In this paper, authors have proposed a simple and accurate generalized neural approach for computing seven different parameters of three different microstrip antennas as there is no such neural approach suggested in the referenced literature even for computing more than three parameters, simultaneously. A neural model is rarely proposed in the literature for synthesizing the rectangular, circular, and triangular MSAs, simultaneously, or synthesizing the circular MSAs. The proposed generalized model has refined the requirement of these two synthesis models. As the proposed model has produced more encouraging results for all seven different cases, simultaneously without having any complicated structure and/or training strategy, it can be recommended to include in antenna CAD (computer-aided design) algorithms.
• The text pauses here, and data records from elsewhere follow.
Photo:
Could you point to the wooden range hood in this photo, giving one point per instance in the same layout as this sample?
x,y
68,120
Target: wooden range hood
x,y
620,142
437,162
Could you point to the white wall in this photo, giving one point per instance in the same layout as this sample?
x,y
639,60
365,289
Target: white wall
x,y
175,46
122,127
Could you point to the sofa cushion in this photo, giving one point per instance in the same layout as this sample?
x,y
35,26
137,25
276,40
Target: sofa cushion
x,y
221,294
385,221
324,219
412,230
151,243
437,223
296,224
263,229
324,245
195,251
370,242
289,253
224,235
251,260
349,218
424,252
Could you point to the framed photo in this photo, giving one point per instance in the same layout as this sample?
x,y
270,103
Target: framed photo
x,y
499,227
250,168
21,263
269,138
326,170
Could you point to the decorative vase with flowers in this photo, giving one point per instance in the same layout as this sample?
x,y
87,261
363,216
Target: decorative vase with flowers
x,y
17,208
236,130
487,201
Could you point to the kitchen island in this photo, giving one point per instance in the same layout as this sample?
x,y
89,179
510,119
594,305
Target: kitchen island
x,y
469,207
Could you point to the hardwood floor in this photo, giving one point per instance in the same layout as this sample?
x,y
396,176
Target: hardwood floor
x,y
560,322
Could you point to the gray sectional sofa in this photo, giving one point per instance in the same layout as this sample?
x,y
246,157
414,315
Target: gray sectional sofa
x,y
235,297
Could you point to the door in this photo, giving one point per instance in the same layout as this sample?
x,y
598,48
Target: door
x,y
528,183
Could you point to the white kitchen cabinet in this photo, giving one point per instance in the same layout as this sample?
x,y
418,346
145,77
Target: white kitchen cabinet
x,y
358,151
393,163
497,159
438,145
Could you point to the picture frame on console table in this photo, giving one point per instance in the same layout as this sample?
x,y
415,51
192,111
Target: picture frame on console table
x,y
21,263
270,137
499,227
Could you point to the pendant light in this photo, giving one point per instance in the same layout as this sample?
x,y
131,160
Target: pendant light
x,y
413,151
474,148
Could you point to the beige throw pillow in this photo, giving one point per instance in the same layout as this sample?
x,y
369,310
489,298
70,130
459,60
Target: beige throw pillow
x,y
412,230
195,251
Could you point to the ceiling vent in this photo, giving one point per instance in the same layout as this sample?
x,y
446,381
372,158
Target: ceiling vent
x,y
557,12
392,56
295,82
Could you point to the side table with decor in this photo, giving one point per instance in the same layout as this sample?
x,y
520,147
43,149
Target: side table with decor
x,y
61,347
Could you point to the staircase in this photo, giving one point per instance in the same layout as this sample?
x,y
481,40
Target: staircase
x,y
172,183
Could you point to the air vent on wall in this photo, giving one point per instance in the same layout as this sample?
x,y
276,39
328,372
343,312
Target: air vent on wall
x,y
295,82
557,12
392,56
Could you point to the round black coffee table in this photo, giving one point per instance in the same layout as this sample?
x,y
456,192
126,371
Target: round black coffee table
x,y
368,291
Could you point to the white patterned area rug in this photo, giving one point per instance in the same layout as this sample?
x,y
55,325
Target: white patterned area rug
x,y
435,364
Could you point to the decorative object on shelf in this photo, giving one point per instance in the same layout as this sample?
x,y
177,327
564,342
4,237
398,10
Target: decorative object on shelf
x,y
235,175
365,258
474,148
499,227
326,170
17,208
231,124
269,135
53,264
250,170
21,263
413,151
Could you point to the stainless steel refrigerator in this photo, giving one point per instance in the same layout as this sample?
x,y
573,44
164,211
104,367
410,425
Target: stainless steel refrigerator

The concept of the proposed approach is so simple and accurate that it can be generalized for large number of computing parameters depending upon the number of hidden nodes and the distribution of the input-output patterns. The approach can be very useful to antenna designers to accurately predict any desired parameter (i.e., resonance frequency of rectangular MSAs, width of rectangular MSAs, length of rectangular MSAs, resonance frequency of circular MSAs, radius of circular MSAs, resonance frequency of triangular MSAs, or side length of equilateral triangular MSAs) of the microstrip antennas by inputting its corresponding parameters within a friction of a second after doing training of proposed generalized neural method successfully.

In general, computing 7 different performance parameters may require 7 different neural networks modules, whereas in the present work, only one module is fulfilling the requirement of 7 independent modules. Hence, the present approach has been considered more generalized in this sense.